October 24, 2005

LETTING DEMAND DRIVE:

Gas retailers slow to drop prices, reap big returns (Brad Foss, October 24, 2005, ASSOCIATED PRESS)

When pump prices skyrocketed after Hurricane Katrina, gasoline retailers were caught in an uncomfortable paradox -- they were accused of gouging at the same time their profits were being squeezed by runaway costs at the wholesale level.

Now the reverse is true. The outrage from consumers and Congress has died down just as gas stations across the country are reaping some of their best returns at the pump in years by passing along huge savings at the wholesale level as slowly as possible.

"We just had a two-week period there with our best margins in two years," said Bill Douglass, who sells Exxon- and Mobil-branded gasoline at 14 locations around Dallas and distributes fuel to 165 others.

Mr. Douglass and other retailers are benefiting from the spread between wholesale and retail prices, which now is nearly twice its normal size. Since the beginning of September, wholesale prices have fallen more than 40 percent, while retail prices have come down 11 percent, U.S. Department of Energy statistics show.

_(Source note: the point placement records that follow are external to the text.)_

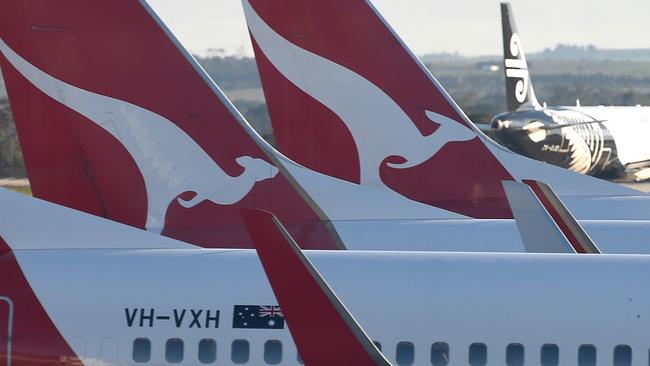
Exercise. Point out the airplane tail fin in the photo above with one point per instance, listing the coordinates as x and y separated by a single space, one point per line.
301 291
117 119
519 87
564 219
347 98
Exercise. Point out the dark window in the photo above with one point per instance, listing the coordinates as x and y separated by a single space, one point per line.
439 354
622 355
515 355
207 351
477 354
273 352
141 350
240 351
405 354
174 350
377 344
587 355
550 355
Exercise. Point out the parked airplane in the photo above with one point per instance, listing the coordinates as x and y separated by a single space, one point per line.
347 98
80 290
106 131
600 141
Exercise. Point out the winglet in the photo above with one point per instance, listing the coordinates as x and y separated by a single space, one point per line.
334 337
573 231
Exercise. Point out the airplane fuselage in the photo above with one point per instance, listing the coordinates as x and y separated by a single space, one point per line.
113 307
600 141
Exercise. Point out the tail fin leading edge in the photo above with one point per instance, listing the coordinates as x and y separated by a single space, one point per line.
116 119
332 338
519 88
348 99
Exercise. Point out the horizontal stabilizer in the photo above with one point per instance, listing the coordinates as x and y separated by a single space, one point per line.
332 338
539 233
573 231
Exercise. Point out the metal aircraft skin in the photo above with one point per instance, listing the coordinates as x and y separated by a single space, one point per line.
82 290
609 141
158 146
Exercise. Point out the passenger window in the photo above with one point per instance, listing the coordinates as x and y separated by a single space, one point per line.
478 354
405 355
273 352
587 355
240 351
174 350
207 351
439 354
622 355
515 355
141 350
377 344
550 355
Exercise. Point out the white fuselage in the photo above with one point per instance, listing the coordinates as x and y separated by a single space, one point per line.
421 298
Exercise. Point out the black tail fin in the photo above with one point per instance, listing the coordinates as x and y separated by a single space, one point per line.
519 89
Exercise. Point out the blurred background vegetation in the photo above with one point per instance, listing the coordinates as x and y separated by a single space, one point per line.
560 76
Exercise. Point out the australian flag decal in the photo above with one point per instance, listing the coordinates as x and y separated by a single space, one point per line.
257 317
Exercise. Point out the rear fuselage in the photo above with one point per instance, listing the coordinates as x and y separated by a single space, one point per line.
600 141
102 301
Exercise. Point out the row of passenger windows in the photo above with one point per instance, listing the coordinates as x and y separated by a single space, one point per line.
404 353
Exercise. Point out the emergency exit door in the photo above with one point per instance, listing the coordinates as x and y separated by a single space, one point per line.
6 328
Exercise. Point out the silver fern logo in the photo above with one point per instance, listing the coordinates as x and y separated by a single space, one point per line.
517 68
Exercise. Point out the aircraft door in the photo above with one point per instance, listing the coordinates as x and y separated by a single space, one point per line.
6 328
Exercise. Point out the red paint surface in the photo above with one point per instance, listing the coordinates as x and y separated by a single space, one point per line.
568 233
36 340
325 339
463 177
116 49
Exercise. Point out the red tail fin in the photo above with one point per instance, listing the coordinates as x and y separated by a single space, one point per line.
116 119
334 338
348 99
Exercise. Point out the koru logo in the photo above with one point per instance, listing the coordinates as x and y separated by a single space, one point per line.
516 68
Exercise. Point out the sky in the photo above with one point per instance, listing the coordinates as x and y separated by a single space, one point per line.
470 27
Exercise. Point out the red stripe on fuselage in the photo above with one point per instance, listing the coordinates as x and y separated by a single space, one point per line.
116 49
568 233
463 176
322 333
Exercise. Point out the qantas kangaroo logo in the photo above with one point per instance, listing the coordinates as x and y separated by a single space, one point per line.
170 161
517 68
379 127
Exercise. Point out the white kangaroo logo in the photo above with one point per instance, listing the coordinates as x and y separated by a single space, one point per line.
517 68
170 161
379 127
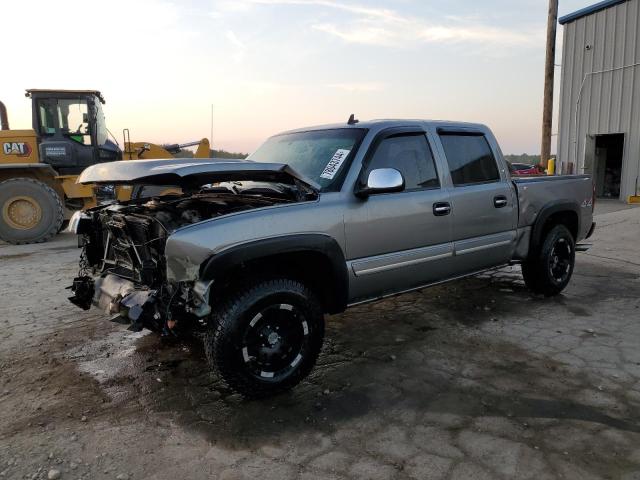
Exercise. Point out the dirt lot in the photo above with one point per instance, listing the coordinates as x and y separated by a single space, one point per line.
476 379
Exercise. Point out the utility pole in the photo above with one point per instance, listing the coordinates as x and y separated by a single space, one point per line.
549 70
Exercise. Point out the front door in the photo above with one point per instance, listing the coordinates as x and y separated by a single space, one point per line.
398 241
65 129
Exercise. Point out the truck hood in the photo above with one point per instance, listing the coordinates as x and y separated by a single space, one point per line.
189 172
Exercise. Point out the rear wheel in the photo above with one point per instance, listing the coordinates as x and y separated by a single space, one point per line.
549 270
267 337
30 211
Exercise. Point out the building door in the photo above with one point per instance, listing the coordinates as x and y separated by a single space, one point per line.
603 160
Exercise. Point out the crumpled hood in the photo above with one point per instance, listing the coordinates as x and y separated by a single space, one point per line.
187 172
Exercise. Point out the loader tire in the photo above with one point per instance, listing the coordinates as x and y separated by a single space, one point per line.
30 211
549 270
266 338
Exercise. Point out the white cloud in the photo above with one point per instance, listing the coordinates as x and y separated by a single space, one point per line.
386 27
357 87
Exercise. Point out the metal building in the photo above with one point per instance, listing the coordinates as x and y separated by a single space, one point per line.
599 131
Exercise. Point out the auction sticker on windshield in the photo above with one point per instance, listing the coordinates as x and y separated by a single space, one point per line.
334 164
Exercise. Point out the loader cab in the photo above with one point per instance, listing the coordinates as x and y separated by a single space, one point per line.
71 129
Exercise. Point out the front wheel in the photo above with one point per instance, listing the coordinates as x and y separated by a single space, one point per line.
267 337
549 270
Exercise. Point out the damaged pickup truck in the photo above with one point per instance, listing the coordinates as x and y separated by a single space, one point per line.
252 254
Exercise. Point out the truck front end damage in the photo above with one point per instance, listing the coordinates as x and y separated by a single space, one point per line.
124 268
123 273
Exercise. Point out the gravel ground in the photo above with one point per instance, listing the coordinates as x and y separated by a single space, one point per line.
475 379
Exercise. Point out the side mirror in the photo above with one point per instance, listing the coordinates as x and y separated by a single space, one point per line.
382 180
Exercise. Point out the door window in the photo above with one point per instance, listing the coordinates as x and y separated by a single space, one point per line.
69 117
470 159
409 154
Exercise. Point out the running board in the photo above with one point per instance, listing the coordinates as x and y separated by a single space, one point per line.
583 247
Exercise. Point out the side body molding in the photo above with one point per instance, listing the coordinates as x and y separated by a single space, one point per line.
336 283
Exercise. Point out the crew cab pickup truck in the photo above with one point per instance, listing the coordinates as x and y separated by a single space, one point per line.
252 254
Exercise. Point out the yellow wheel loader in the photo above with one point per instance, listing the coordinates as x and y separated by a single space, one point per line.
39 167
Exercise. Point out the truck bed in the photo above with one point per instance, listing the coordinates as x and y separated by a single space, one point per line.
536 194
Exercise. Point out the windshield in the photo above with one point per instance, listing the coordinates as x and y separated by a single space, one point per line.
101 127
321 155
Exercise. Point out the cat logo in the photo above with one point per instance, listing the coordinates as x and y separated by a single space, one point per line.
19 149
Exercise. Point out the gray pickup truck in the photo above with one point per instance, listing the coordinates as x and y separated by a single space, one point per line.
251 254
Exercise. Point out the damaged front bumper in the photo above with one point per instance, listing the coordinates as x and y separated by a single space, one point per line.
141 307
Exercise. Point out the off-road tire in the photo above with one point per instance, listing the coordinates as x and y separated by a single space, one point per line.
538 271
49 202
234 321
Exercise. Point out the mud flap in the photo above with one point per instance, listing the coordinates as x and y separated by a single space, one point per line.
83 289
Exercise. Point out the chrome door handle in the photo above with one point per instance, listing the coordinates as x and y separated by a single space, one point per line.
441 209
500 201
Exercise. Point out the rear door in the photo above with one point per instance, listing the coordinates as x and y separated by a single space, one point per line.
397 241
484 207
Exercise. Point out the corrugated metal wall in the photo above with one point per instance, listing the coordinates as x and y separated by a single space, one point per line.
600 88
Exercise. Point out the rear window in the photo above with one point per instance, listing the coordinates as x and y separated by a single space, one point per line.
470 159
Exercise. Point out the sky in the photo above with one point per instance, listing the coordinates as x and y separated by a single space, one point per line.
272 65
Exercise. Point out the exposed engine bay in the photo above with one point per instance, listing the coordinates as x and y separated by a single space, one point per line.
123 264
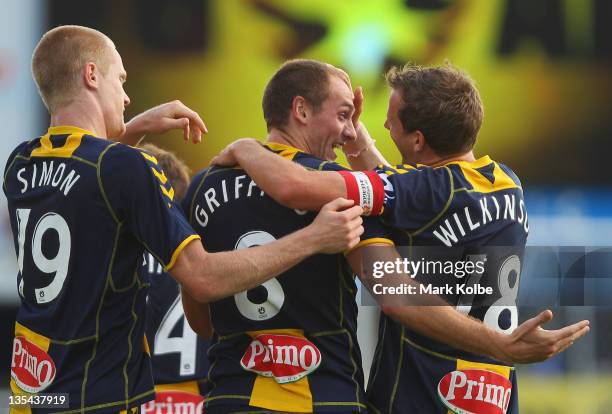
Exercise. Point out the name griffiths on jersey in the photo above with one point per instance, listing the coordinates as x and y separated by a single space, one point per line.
47 174
429 289
228 190
491 209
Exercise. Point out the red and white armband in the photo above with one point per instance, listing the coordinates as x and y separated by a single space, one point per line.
366 189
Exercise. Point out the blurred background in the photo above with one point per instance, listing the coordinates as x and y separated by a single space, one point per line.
543 67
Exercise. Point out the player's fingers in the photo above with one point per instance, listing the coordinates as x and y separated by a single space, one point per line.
183 110
352 243
533 323
571 330
358 103
196 132
353 212
186 129
565 343
356 222
357 232
337 204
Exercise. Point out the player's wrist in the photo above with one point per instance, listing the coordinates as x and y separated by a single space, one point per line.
499 346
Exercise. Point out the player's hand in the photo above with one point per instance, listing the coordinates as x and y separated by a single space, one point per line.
338 226
227 157
358 104
363 140
531 343
164 118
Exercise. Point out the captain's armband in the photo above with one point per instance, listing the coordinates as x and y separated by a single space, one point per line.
366 189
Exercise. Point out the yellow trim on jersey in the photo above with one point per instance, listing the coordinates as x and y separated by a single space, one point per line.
46 147
39 340
19 409
68 129
367 242
292 396
146 346
503 370
479 182
286 151
190 387
148 156
179 249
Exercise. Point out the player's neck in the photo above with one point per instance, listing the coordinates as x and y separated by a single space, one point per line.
77 115
283 137
436 161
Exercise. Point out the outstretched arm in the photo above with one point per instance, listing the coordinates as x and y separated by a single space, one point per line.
208 277
294 186
431 316
198 315
362 153
163 118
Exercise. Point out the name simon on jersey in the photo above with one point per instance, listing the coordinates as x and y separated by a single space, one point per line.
47 174
229 190
459 224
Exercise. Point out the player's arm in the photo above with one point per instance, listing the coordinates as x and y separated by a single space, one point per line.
294 186
198 315
433 317
163 118
362 153
208 277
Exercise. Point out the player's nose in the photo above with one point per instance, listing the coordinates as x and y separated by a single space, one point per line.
349 132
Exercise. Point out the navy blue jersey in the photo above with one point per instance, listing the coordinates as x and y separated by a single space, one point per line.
459 212
289 344
82 210
178 355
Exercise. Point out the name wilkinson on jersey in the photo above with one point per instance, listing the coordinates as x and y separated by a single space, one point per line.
459 224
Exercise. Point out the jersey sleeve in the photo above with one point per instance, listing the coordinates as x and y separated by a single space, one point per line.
414 196
139 195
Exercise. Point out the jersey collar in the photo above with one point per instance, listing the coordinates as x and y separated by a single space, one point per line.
479 163
68 130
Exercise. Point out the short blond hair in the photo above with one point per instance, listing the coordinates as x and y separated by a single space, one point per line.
175 169
60 56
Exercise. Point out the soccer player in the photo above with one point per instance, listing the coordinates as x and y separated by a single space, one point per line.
289 345
445 198
178 354
83 209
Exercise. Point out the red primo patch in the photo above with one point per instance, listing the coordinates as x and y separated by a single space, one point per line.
172 402
286 358
475 391
32 368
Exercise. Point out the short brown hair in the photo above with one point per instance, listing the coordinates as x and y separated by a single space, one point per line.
299 77
442 102
175 169
59 57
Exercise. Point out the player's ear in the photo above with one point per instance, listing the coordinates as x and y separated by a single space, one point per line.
91 75
300 109
419 141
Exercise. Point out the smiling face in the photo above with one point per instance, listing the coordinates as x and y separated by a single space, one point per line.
331 126
113 99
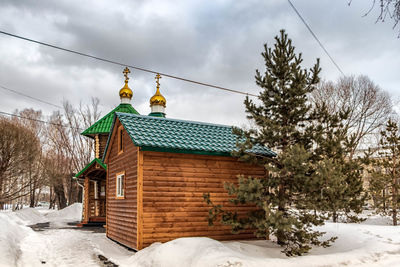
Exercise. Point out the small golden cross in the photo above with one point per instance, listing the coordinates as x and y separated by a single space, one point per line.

It's foolish for us not to be taking that margin and more ourselves in the form of taxes.

MORE (via Gene Brown):
Gas Taxes: Lesser Evil, Greater Good (NY Times, 10/24/05)

There's no serious disagreement that two major crises of our time are terrorism and global warming. And there's no disputing that America's oil consumption fosters both. Oil profits that flow to Saudi Arabia and other Middle Eastern countries finance both terrorist acts and the spread of dangerously fanatical forms of Islam. The burning of fossil fuels creates greenhouse emissions that provoke climate change. All the while, oil dependency increases the likelihood of further military entanglements, and threatens the economy with inflation, high interest rates and risky foreign indebtedness. Until now, the government has failed to connect our crises and our consumption in a coherent way. That dereliction of duty has led to policies that are counterproductive, such as tax incentives to buy gas guzzlers and an overemphasis on increasing domestic oil supply, although even all-out drilling would not be enough to slake our oil thirst and would require a reversal of longstanding environmental protections.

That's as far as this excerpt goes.